Capital Acquisitions Tax (CAT) Ireland

Capital Acquisitions Tax Ireland applies to gifts and inheritances. Reliefs like Business and Agricultural Relief can reduce the taxable value of inherited assets, helping to minimize tax liabilities.

Capital Acquisitions Tax (CAT) Ireland

CAT applies to the value of a gift or inheritance received by an individual. The tax rate is 33% as of 2024, but the amount of CAT an individual must pay depends on the value of the gift or inheritance they receive and the relationship between the person giving the gift (the donor) and the recipient.

Thresholds: The amount that can be received without incurring CAT tax depends on the relationship between the donor and the recipient. These thresholds are divided into three groups:

  • Group A: Children (including adopted children and stepchildren) – the threshold is €335,000.
  • Group B: Siblings, nieces, nephews, etc. – the threshold is €32,500.
  • Group C: All other relationships – the threshold is €16,250.

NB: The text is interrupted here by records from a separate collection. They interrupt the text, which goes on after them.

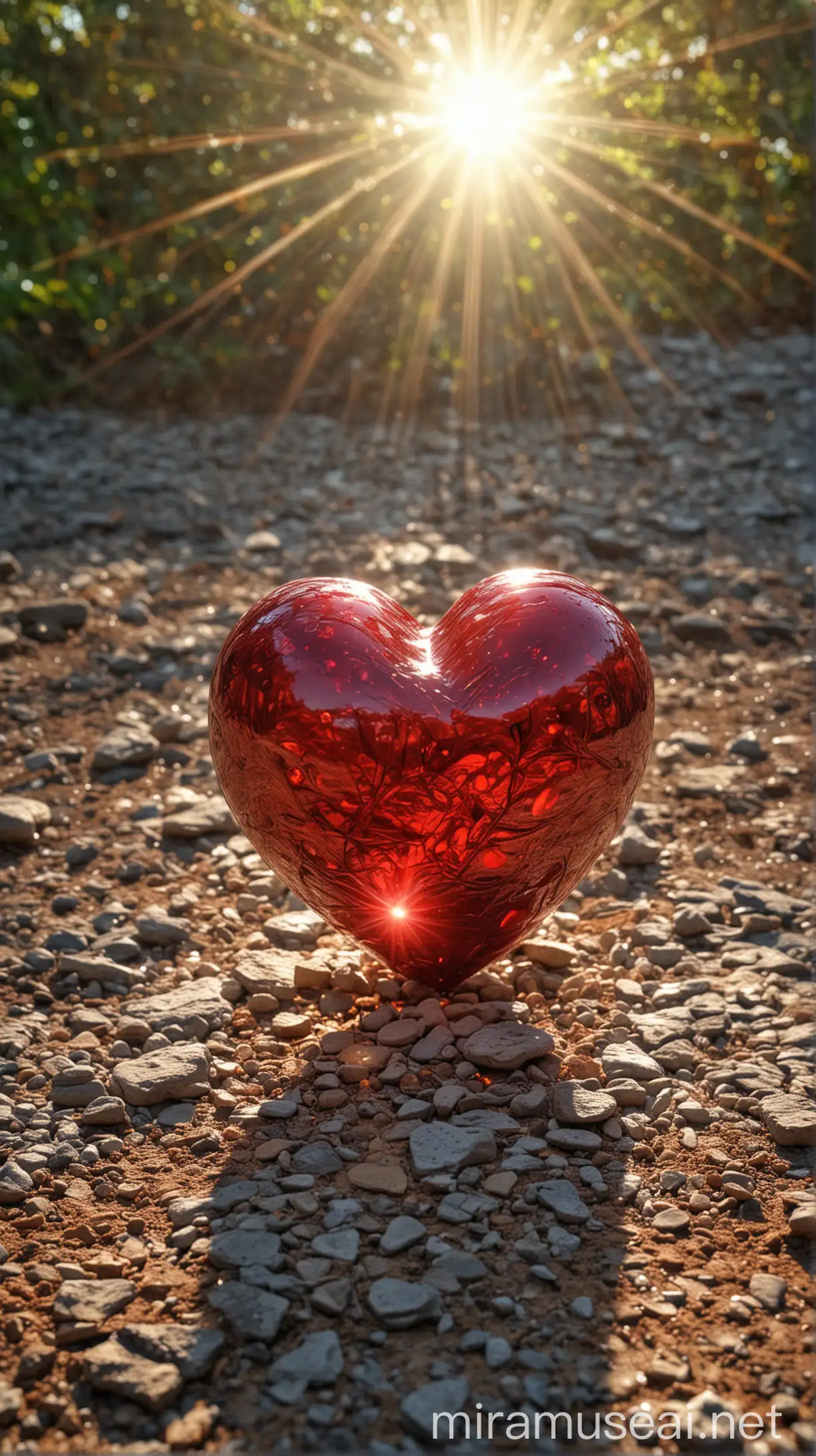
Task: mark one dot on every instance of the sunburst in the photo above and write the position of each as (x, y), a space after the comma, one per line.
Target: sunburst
(480, 169)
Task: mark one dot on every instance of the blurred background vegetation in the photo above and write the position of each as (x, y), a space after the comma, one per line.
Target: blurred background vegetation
(79, 79)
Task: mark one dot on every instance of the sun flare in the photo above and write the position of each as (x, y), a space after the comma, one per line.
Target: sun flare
(485, 115)
(493, 183)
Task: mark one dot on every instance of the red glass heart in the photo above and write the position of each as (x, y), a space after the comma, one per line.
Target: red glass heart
(432, 793)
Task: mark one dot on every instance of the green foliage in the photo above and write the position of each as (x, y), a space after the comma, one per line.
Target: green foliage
(82, 83)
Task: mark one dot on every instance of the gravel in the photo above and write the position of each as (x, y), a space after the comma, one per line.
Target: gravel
(254, 1178)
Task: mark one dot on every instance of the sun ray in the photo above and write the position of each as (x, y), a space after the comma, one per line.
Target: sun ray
(355, 73)
(210, 140)
(459, 101)
(678, 199)
(571, 251)
(471, 309)
(427, 321)
(641, 223)
(235, 280)
(212, 204)
(355, 287)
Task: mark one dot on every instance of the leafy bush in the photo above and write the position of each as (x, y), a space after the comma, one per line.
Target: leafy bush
(88, 92)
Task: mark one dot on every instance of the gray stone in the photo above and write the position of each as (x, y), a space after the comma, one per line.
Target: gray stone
(253, 1312)
(15, 1184)
(575, 1139)
(439, 1148)
(560, 1196)
(295, 929)
(210, 816)
(317, 1158)
(124, 747)
(420, 1411)
(117, 1371)
(625, 1059)
(317, 1360)
(105, 1111)
(506, 1046)
(233, 1248)
(270, 971)
(89, 966)
(21, 820)
(637, 848)
(191, 1349)
(341, 1244)
(92, 1302)
(672, 1221)
(459, 1264)
(200, 998)
(165, 1075)
(770, 1291)
(401, 1233)
(11, 1403)
(790, 1120)
(401, 1305)
(579, 1105)
(155, 927)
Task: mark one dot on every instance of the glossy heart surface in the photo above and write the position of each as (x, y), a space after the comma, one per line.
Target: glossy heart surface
(432, 793)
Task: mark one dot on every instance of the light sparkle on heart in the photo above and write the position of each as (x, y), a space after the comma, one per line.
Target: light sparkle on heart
(435, 793)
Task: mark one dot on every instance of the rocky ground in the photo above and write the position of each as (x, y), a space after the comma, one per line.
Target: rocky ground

If the value of the gift or inheritance exceeds the threshold for the applicable group, the recipient must pay CAT at the rate of 33% on the amount over the threshold.

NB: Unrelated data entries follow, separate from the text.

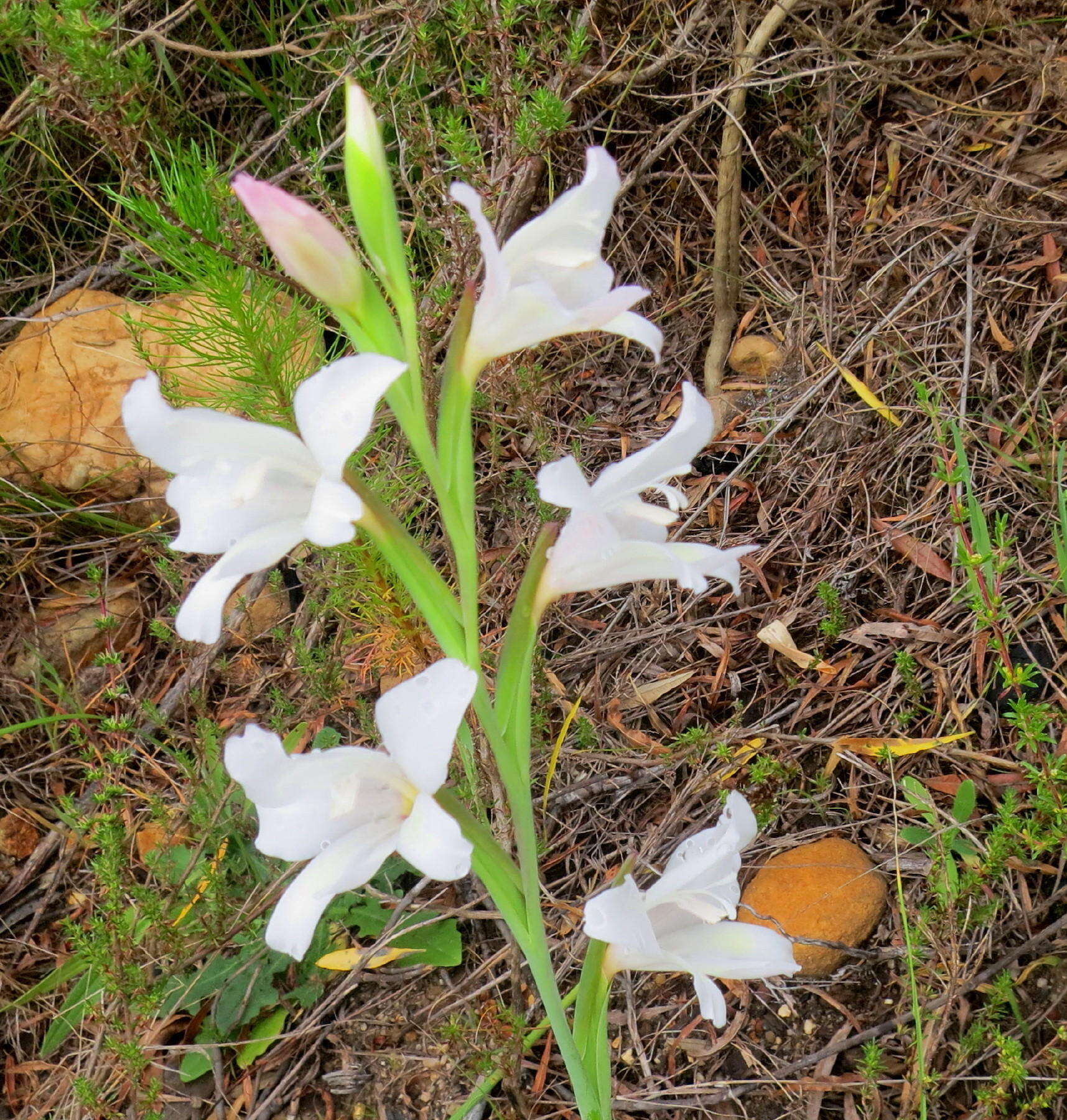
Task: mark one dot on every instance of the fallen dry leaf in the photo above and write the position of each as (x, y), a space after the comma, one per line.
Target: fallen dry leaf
(921, 554)
(777, 637)
(1002, 341)
(653, 690)
(914, 632)
(344, 960)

Allowable Write-offs or Deductions in Ireland

Below are some key deductions and reliefs that can reduce the taxable value of a gift or inheritance for Capital Acquisitions Tax (CAT) purposes:

1. Debts of the Deceased

The debts owed by the deceased at the time of death can be deducted from the total value of the estate.
This includes:

  • Funeral costs

  • Medical or care expenses

  • Outstanding loans or liabilities

2. Business Relief

If the inheritance includes a business or shares, Business Relief may apply—reducing the taxable value of qualifying business assets by up to 90%.
Eligible assets include:

  • Shares in a family-owned company

  • Land or buildings used for business purposes

  • Certain goodwill or intellectual property

3. Agricultural Relief

For agricultural properties, Agricultural Relief can reduce the taxable value by up to 90%, provided:

  • The land was used for farming for a qualifying period before transfer

  • It continues to be used for farming afterward

4. Dwelling House Exemption

A dwelling house may be exempt from CAT if:

  • The beneficiary lived in the property for at least three years before the gift or inheritance

  • They continue living there for at least six years afterward

  • The beneficiary does not own or have an interest in another property

5. Business Relief

If a gift or inheritance is provided for the maintenance or support of a dependent family member (such as a spouse, child, or relative), it may qualify for partial or full exemption from CAT.

Additional Considerations

  • Gifts between spouses or civil partners: Gifts or inheritances between spouses or civil partners are exempt from CAT, regardless of the value.
  • Exemption for Small Gifts: A person can receive small gifts each year up to €3,000 from any donor, and these gifts are exempt from CAT. This exemption can be used multiple times from different donors in one year.

Relief for Certain Expenses

The costs related to a gift or inheritance, such as professional fees for valuing the estate, legal fees, or costs related to the transfer of property (like conveyancing or stamp duty), are not directly deductible for CAT purposes. However, some expenses, such as funeral costs, may be deductible from the value of the estate.

In conclusion, allowable write-offs in Ireland for capital acquisition tax include debts, certain business and agricultural reliefs, exemptions for family homes, and small gift exemptions. Always consider professional tax advice for specific situations to ensure the correct application of tax reliefs and deductions.